Réponse publiée sur Quora
Il y a au moins une troisième possibilité : le libre-arbitre n’existe pas et nous sommes dirigés par des “forces intérieures”.
Mais je commence par répondre à ceux qui pensent que le libre-arbitre est lié à la faculté humaine voire divine de distinguer le bien du mal. Je ne crois même pas que le bien et le mal existent, donc je n’ai pas de libre-arbitre ? Mon papa, ma maman et toute ma société m’ont enseigné quelques règles de vie en société. Par exemple, partager une choucroute bien garnie de cochonnaille avec des amis, c’est bien. Pourtant ça ne vient pas à l’idée de mes amis musulmans, aussi humains que moi. Arracher le cœur d’un prisonnier vivant au sommet d’une pyramide, c’est mal, mais les Aztèques trouvaient ça top…
Dans ce contexte, il est clair que le choix de faire le “bien” ou le “mal” ne sont pas symétriques, il y a une forte motivation/pression/contrainte de faire ce qui est “bien” plutôt que ce qui est “mal”. Ce n’est pas du libre-arbitre.

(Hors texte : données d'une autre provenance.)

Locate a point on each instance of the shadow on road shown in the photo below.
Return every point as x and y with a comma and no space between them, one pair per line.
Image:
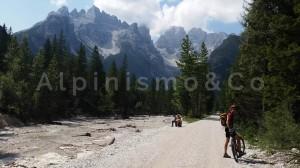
212,118
8,157
252,161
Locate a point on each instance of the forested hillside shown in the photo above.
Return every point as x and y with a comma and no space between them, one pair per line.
269,57
23,97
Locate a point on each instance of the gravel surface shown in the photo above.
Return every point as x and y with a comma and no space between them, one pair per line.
141,142
196,145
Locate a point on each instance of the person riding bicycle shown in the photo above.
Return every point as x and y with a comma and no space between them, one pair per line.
229,131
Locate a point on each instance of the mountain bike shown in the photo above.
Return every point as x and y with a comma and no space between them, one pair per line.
234,145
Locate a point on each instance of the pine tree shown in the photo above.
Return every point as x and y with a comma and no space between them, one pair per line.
97,81
81,62
122,92
4,42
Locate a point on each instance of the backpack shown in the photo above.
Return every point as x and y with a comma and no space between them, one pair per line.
223,119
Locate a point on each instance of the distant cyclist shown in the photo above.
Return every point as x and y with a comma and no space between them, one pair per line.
229,130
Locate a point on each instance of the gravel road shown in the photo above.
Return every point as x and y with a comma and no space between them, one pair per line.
195,145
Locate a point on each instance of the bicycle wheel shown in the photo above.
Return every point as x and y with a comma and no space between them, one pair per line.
234,149
243,146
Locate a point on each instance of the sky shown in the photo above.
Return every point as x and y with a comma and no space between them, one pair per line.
158,15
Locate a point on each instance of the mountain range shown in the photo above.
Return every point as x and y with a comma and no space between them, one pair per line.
116,38
169,43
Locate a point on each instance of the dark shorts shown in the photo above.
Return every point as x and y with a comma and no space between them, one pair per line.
227,133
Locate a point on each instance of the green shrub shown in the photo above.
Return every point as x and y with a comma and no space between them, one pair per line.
281,131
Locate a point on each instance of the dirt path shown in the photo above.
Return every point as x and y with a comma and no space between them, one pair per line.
197,145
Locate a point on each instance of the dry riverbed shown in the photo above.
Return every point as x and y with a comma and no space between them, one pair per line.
52,145
138,142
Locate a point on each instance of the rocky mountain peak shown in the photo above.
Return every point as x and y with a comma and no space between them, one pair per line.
63,11
93,12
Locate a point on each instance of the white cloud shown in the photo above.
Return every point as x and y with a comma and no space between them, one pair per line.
58,2
187,13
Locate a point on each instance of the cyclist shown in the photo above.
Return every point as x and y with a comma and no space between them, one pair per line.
229,131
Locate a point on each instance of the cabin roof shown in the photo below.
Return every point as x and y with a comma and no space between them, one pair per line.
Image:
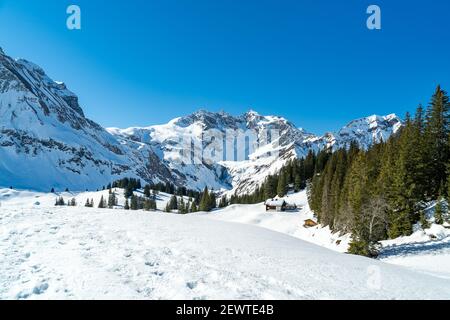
275,202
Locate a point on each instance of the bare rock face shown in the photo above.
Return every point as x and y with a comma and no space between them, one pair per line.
46,141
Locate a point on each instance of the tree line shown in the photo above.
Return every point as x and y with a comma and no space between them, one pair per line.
380,193
293,176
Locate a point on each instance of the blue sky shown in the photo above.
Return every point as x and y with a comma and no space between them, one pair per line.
314,62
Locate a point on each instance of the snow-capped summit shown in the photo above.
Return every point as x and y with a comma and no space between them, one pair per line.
46,141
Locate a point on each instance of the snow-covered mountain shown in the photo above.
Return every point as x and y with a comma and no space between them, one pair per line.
46,141
243,174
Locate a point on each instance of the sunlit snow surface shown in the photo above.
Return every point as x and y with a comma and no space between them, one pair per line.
82,253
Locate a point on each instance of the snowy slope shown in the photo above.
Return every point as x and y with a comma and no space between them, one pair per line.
70,253
243,175
43,131
290,223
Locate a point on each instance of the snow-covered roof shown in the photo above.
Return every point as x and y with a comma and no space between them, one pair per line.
275,202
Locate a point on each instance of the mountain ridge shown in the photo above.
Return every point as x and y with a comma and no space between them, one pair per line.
45,133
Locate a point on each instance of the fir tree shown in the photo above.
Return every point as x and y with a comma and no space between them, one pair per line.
282,184
102,203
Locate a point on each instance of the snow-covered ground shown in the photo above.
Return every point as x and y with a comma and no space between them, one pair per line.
291,223
427,251
75,252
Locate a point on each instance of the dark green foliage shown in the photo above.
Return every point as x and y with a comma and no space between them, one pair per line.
102,203
112,199
423,221
381,192
60,201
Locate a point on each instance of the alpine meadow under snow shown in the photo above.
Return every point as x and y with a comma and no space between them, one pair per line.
88,253
162,227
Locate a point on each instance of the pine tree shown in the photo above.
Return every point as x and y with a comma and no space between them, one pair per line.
147,190
102,203
437,129
112,200
193,207
205,200
423,220
134,203
282,185
439,212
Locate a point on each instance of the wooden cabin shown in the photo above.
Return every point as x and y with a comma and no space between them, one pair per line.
279,205
309,223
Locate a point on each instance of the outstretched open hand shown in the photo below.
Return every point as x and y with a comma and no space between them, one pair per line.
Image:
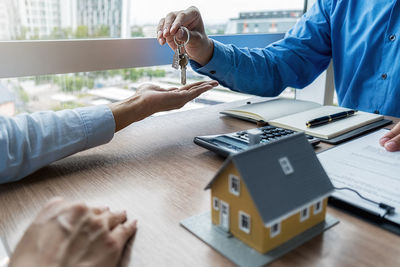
172,98
150,99
65,234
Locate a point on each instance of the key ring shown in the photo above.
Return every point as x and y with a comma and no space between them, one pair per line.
188,34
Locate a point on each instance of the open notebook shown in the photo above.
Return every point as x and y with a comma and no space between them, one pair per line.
293,114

Le Libre arbitre serait la faculté d’effectuer des choix de manière non déterministe, donc que re-placés dans exactement la même situation, on serait susceptibles de faire un choix différent. Et la seule raison pour laquelle on ignore si ça existe ou pas est qu’on a pas de machine à remonter le temps pour se remettre exactement dans la même situation. Donc on ne peut étudier que les cas dans lesquels le choix aura des conséquences statistiquement égales. Par exemple pour un gardien de foot de plonger à gauche ou à droite pour arrêter un penalty.
Je reviens au sujet : de nombreuses expériences en neurologie montrent que le libre-arbitre est ce que nous utilisons comme justification ultérieure de choix déjà effectuées inconsciemment par notre cerveau .
Regardez notamment cette conférence " Who’s in Control " de Patrick Haggard à TEDxHelvetia, hélas en (excellent) anglais. (faudrait que je la traduise, tiens…)
https://www.youtube.com/watch?v=…
Je spoile un peu la fin : il montre que la particularité du cerveau humain semble plutôt résider dans la décision (consciente) de ne pas appliquer le choix inconscient. Par exemple pour le gardien de foot de ne pas plonger et de rester au centre.